Jakarta: The death toll in a devastating tsunami that hit the coast of Indonesia after a volcanic eruption reached 281 on Monday, as rescuers continued digging through the rubble with bare hands and heavy machinery to find survivors amid warnings of more deadly waves in the coming days.
At least 57 people were still missing and more than 1,000 were injured after the tsunami struck the Indonesian islands of Java and Sumatra almost without warning late Saturday, shortly after the Anak Krakatau volcano erupted in the Sunda Strait dividing the islands.
Indonesia’s National Board for Disaster Management (BNPB) said that at least 11,687 people were displaced. President Joko Widodo visited the disaster zone on Monday and said he was praying for the victims, CNN reported.
Indonesia’s Ministry of Maritime Affairs said the tsunami was triggered when the Anak Krakatau volcano erupted in the Sunda Strait, prompting a series of underwater landslides.
“Sixty-four hectares of the slope collapsed … Our sensors did not sound early warning because they are for tectonic activity not volcanic activity,” spokesman Rahmat Djamaluddin said.
According to local media reports, the wave reached as high as three metres (10 feet). Eyewitnesses described fleeing for their lives as beachfront homes were swept away in the wave.
BNPB spokesman Sutopo Purwo Nugroho warned that more tsunamis were possible as long as the volcano remained active.
“We are cautioning the people to remain cautious. Agencies are still continuing to analyze the root cause … the Krakatau volcano continues to erupt, which could potentially trigger another tsunami.”
Sutopo also raised the issue of Indonesia’s outdated tsunami buoy network which he said hasn’t worked properly since 2012. The country established the early warning system after the Indian Ocean tsunami struck on December 26, 2004, killing 226,000 people in 14 countries, including more than 120,000 in Indonesia.
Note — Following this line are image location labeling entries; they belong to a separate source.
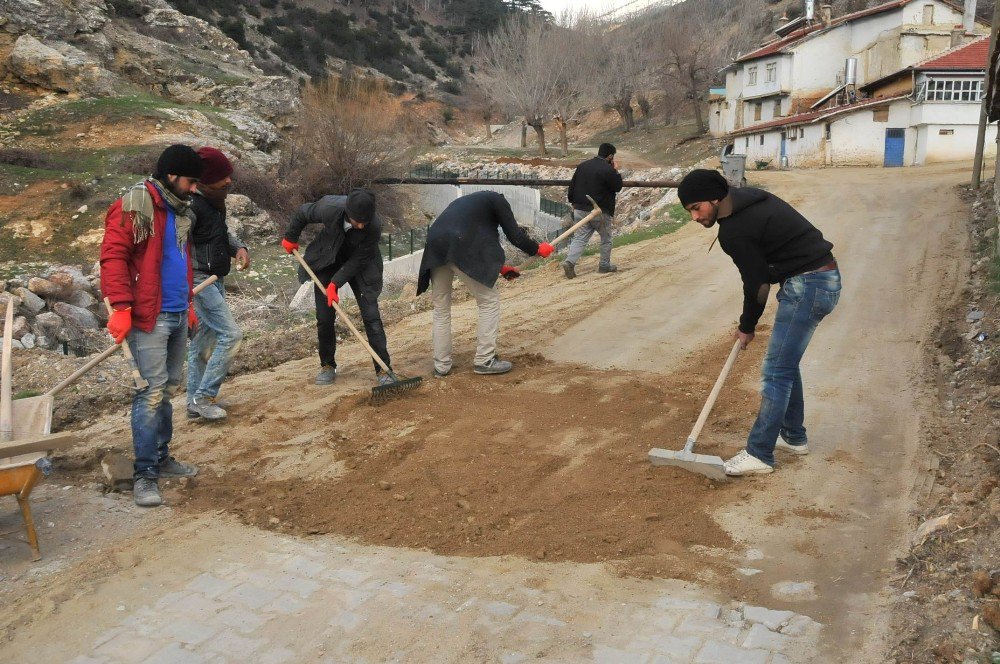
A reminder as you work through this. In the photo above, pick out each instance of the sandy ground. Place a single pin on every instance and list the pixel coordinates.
(547, 464)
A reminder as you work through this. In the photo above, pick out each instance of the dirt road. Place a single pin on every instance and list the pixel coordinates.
(545, 467)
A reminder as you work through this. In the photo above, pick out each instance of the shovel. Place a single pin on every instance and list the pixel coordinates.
(379, 392)
(705, 464)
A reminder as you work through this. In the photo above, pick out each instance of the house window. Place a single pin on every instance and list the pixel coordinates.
(945, 89)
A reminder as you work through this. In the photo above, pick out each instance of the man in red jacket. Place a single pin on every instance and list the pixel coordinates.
(146, 274)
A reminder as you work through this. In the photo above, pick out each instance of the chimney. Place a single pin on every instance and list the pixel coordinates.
(969, 17)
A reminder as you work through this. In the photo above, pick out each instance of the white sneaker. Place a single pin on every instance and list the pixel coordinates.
(800, 449)
(746, 464)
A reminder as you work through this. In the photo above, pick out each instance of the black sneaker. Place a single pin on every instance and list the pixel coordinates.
(174, 468)
(146, 493)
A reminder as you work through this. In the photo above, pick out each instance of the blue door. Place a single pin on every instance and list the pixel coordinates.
(895, 141)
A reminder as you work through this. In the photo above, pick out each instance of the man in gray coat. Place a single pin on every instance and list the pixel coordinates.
(464, 241)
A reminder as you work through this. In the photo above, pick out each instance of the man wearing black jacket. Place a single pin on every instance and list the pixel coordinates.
(345, 251)
(218, 337)
(770, 243)
(598, 178)
(464, 242)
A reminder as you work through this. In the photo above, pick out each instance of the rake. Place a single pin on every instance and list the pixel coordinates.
(379, 392)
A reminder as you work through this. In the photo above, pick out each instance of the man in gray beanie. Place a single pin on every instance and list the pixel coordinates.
(345, 251)
(770, 243)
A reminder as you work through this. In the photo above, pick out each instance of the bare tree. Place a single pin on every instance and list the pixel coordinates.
(515, 72)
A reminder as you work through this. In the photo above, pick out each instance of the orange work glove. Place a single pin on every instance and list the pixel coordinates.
(509, 273)
(120, 323)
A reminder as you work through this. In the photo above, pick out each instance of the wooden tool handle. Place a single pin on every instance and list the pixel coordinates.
(108, 352)
(578, 225)
(714, 394)
(6, 373)
(340, 312)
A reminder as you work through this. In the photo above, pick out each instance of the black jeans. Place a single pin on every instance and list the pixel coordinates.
(370, 315)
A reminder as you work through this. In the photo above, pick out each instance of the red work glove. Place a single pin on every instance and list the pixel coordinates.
(120, 323)
(509, 273)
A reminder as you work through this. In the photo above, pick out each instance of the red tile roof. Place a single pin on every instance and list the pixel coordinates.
(812, 116)
(973, 55)
(779, 45)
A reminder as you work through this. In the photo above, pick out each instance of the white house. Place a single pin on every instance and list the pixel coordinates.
(803, 68)
(924, 113)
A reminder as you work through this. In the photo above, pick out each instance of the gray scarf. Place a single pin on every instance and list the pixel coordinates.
(137, 203)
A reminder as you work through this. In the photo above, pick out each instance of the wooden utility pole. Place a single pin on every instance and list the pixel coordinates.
(977, 165)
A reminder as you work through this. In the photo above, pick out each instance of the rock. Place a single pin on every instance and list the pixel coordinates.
(30, 301)
(928, 527)
(59, 66)
(82, 299)
(49, 326)
(21, 327)
(53, 20)
(118, 471)
(47, 288)
(247, 221)
(76, 316)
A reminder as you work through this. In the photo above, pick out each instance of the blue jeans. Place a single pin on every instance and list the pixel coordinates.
(803, 301)
(216, 342)
(160, 357)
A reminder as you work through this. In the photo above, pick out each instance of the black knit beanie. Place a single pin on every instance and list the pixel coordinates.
(702, 184)
(179, 160)
(361, 205)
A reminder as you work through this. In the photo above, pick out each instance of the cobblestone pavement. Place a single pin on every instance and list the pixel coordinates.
(219, 592)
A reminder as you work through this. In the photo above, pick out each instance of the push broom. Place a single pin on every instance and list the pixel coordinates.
(704, 464)
(379, 392)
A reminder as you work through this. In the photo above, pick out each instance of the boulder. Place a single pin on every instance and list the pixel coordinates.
(76, 317)
(59, 66)
(53, 20)
(82, 299)
(29, 301)
(247, 221)
(48, 325)
(59, 289)
(21, 327)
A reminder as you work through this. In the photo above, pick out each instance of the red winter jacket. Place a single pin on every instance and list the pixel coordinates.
(130, 272)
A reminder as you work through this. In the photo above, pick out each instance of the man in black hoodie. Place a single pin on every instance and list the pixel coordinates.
(770, 243)
(345, 251)
(464, 242)
(215, 344)
(598, 178)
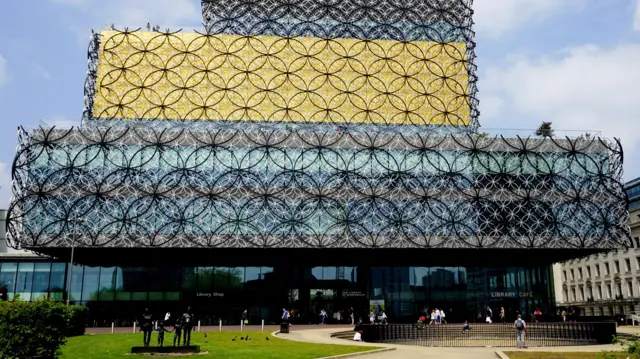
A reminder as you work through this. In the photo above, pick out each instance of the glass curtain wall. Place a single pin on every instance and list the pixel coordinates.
(222, 293)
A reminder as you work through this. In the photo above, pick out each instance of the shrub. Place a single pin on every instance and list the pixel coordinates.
(76, 320)
(32, 329)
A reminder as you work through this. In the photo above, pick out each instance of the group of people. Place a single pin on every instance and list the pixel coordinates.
(437, 317)
(182, 327)
(339, 316)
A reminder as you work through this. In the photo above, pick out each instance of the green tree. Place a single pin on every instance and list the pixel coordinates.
(545, 130)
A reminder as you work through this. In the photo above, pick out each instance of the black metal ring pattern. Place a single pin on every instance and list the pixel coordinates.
(145, 187)
(450, 92)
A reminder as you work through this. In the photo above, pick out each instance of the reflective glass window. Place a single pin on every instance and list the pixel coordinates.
(316, 273)
(8, 273)
(157, 283)
(76, 282)
(172, 284)
(121, 293)
(329, 273)
(252, 274)
(41, 274)
(236, 278)
(136, 281)
(266, 272)
(57, 282)
(108, 279)
(205, 279)
(221, 279)
(24, 281)
(189, 279)
(351, 274)
(90, 283)
(420, 282)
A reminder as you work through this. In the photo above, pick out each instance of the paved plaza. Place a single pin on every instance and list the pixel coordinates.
(315, 335)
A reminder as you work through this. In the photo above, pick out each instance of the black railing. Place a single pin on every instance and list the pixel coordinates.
(497, 335)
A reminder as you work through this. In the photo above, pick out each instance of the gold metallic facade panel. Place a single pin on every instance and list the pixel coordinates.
(190, 76)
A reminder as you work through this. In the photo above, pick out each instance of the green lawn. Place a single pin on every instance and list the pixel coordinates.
(218, 344)
(545, 355)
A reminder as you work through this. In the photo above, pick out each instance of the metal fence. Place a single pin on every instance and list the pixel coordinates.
(497, 335)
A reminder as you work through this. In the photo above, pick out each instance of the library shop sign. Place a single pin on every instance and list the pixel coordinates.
(511, 294)
(209, 295)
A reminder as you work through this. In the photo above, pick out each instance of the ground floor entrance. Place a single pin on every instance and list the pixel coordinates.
(120, 294)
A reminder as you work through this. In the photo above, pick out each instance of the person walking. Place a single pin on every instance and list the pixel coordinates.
(244, 318)
(521, 329)
(537, 315)
(177, 331)
(146, 326)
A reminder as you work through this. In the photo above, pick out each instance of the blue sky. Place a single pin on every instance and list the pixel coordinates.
(575, 63)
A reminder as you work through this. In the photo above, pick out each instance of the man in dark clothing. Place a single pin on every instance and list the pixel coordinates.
(177, 328)
(187, 326)
(521, 328)
(161, 330)
(146, 326)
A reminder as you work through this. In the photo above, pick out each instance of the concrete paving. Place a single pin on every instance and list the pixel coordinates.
(413, 352)
(629, 329)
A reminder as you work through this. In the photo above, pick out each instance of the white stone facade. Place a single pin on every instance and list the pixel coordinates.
(605, 283)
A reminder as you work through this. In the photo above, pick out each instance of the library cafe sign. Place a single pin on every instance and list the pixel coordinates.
(511, 294)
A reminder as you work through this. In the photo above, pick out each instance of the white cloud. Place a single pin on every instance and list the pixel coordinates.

But this time, there was no warning from the sensors, said Indonesia’s Meteorology, Climatology and Geophysics Agency head Dwikorita Karnawati.
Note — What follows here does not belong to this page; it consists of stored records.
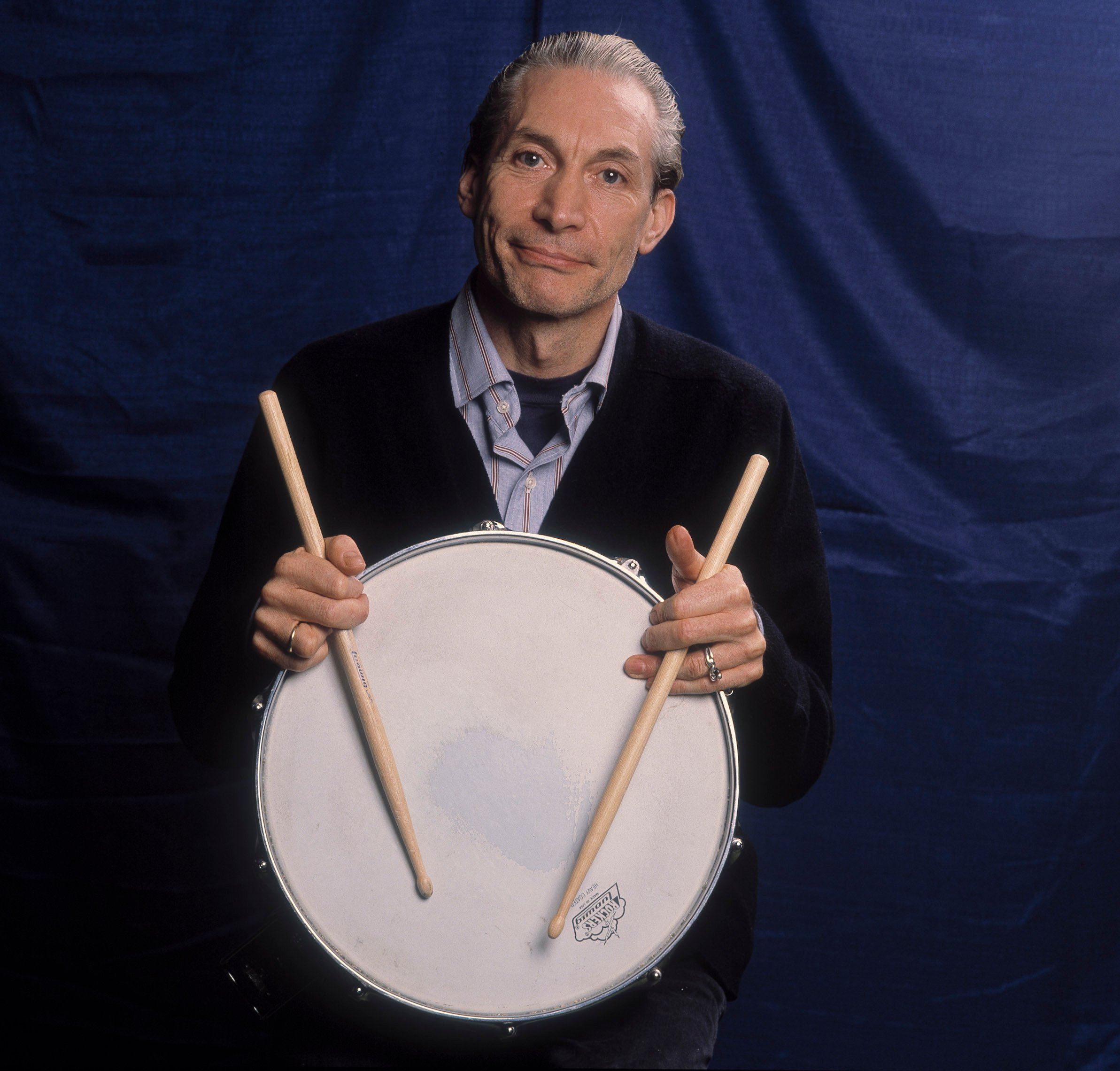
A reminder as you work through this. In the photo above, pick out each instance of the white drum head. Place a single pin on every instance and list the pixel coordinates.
(495, 659)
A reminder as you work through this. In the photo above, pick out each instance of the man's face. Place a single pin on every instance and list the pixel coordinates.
(562, 209)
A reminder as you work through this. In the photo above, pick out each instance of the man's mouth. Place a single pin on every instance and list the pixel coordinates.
(547, 257)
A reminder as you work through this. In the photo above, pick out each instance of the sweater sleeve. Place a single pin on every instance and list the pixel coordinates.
(784, 721)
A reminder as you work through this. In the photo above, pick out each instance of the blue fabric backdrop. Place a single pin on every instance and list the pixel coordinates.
(909, 213)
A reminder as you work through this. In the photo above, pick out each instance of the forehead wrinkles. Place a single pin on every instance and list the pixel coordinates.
(620, 111)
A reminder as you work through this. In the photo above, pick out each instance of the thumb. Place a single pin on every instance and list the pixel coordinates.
(343, 554)
(682, 552)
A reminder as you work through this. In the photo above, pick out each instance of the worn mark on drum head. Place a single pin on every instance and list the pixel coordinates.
(598, 921)
(520, 799)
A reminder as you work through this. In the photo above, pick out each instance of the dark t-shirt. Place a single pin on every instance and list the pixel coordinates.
(541, 417)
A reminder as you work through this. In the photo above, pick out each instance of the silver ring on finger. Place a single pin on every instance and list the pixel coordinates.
(292, 636)
(714, 675)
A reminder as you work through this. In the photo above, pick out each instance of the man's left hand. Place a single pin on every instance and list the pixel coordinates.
(717, 613)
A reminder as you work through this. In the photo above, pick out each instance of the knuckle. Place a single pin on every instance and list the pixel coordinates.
(331, 613)
(689, 630)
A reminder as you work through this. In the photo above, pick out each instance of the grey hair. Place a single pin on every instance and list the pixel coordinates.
(587, 52)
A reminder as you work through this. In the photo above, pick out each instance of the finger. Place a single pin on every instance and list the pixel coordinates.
(343, 554)
(317, 575)
(298, 604)
(727, 657)
(736, 678)
(682, 552)
(707, 629)
(278, 627)
(718, 594)
(263, 645)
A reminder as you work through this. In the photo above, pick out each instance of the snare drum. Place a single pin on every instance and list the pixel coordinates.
(495, 658)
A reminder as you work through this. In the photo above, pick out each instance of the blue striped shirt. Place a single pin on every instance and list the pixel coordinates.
(523, 485)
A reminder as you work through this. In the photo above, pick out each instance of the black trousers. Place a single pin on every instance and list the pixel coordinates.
(672, 1024)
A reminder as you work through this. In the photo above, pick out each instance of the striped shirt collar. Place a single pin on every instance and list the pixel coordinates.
(478, 369)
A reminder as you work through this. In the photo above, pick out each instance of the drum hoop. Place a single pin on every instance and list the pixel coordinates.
(639, 584)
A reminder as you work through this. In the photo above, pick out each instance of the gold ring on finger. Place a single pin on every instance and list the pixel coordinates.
(292, 636)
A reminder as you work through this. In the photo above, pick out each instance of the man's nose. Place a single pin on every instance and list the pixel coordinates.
(563, 202)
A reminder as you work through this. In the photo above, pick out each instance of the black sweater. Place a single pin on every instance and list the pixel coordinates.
(389, 461)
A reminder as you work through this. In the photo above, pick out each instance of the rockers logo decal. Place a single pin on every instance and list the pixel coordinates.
(598, 921)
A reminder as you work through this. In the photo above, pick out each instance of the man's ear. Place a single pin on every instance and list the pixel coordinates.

A lack of warning was also blamed for the death toll in Indonesia’s October tsunami which killed over 2,000 people on the western coast of Sulawesi.
Just over 20 minutes after the eruption, a wall of water between 6 and 10 feet high hit the coastline of northwestern Java and southeastern Sumatra, washing away everything in its path along the shoreline, including people, boats and cars. Pandeglang in northern Java’s Banten province was the worst affected area.
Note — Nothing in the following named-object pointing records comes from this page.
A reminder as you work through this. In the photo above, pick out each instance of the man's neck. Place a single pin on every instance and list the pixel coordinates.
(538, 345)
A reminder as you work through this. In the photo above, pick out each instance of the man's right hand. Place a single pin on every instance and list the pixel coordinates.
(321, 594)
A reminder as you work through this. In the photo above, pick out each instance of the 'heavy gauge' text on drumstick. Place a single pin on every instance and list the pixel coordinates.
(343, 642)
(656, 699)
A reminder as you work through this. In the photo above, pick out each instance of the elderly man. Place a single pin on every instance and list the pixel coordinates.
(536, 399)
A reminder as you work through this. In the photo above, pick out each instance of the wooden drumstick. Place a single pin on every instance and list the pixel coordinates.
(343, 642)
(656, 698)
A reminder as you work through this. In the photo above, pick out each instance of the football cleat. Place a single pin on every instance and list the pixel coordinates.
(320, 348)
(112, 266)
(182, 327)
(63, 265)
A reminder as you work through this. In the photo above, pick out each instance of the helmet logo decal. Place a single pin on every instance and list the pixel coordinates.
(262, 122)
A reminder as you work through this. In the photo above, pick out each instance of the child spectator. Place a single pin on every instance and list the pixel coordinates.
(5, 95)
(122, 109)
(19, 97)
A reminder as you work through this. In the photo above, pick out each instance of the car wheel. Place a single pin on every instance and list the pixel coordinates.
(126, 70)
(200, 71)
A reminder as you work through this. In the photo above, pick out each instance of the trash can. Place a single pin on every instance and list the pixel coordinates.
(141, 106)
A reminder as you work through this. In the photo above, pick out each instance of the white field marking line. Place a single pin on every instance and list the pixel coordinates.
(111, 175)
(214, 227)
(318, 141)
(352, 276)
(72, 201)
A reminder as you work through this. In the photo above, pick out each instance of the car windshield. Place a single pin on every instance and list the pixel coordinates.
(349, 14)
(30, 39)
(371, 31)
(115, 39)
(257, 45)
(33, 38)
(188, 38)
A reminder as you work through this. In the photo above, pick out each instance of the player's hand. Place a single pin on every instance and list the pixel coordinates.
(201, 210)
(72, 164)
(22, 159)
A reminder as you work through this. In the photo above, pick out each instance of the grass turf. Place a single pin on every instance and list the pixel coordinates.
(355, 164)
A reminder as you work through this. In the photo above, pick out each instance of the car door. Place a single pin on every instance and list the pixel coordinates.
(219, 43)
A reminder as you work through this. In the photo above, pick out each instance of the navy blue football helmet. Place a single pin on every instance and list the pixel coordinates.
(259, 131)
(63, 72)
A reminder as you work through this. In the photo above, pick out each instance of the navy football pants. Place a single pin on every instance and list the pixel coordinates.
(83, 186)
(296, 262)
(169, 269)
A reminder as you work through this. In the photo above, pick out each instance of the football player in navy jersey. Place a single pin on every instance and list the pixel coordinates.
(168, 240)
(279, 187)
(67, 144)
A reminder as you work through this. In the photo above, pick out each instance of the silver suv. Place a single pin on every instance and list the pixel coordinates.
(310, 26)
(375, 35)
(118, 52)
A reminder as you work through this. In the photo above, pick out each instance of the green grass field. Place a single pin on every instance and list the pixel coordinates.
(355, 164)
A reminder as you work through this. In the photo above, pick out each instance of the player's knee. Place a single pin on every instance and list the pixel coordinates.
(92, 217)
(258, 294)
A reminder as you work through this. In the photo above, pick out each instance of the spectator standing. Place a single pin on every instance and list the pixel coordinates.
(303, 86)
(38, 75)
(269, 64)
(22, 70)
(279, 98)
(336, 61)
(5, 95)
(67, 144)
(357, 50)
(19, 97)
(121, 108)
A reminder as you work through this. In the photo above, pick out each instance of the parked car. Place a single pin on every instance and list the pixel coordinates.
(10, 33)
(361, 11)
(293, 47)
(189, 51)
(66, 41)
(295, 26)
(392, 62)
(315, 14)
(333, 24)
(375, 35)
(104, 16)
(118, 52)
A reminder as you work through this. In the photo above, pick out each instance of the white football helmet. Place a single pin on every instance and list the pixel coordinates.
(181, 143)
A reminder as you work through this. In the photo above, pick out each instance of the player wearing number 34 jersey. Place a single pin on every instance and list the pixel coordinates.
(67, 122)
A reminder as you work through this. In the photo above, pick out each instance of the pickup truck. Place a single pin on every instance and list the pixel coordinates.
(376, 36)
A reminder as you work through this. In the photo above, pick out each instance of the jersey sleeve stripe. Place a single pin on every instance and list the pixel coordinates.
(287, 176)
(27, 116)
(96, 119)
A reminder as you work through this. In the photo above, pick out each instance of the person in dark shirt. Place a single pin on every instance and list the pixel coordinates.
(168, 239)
Footage shared on social media showed a large wave crashing into a tent in the Tanjung Lesung beach resort in west Java, where popular Indonesian rock band Seventeen was performing.
Members of the band were seen being swept away as the wave destroyed the stage.
The disaster damaged 611 houses, 69 hotels, 60 shops and 420 boats. Most of the victims were Indonesians, but foreigners were also visiting the area ahead of Christmas.
The tsunami also reached the southern tip of Sumatra, where at least 48 people were killed in the South Lampung region. Two other districts or regencies on the southern end of Sumatra – Tanggamus and Pesawaran – were also affected.
Doctors Without Borders (Medecins Sans Frontieres) was providing assistance to local health services, while the UN offered humanitarian and logistical assistance, mainly for transport and mobile kitchens. The Indonesian Red Cross was providing first aid.
Anak Krakatau had been spewing ash and lava for months, with plumes reaching hundreds of feet in the air in the weeks leading up to the tsunami.
The volcano’s name means “Child of Krakatau”, the island rising from the sea in 1927, after one of the largest, most devastating eruptions in recorded history occurred at the original Krakatau volcano in 1883.
That eruption, which caused the original volcano to collapse into the sea, killed over 36,000 people in far-reaching tsunamis and sent so much ash into the sky that global temperatures fell.
This tsunami has added more deaths and misery to a year of tragedies in Indonesia, a vast archipelago of more than 17,000 islands and 260 million people that lies on the “Ring of Fire”, an area of great seismic and volcanic activity that is shaken every year by some 7,000 earthquakes.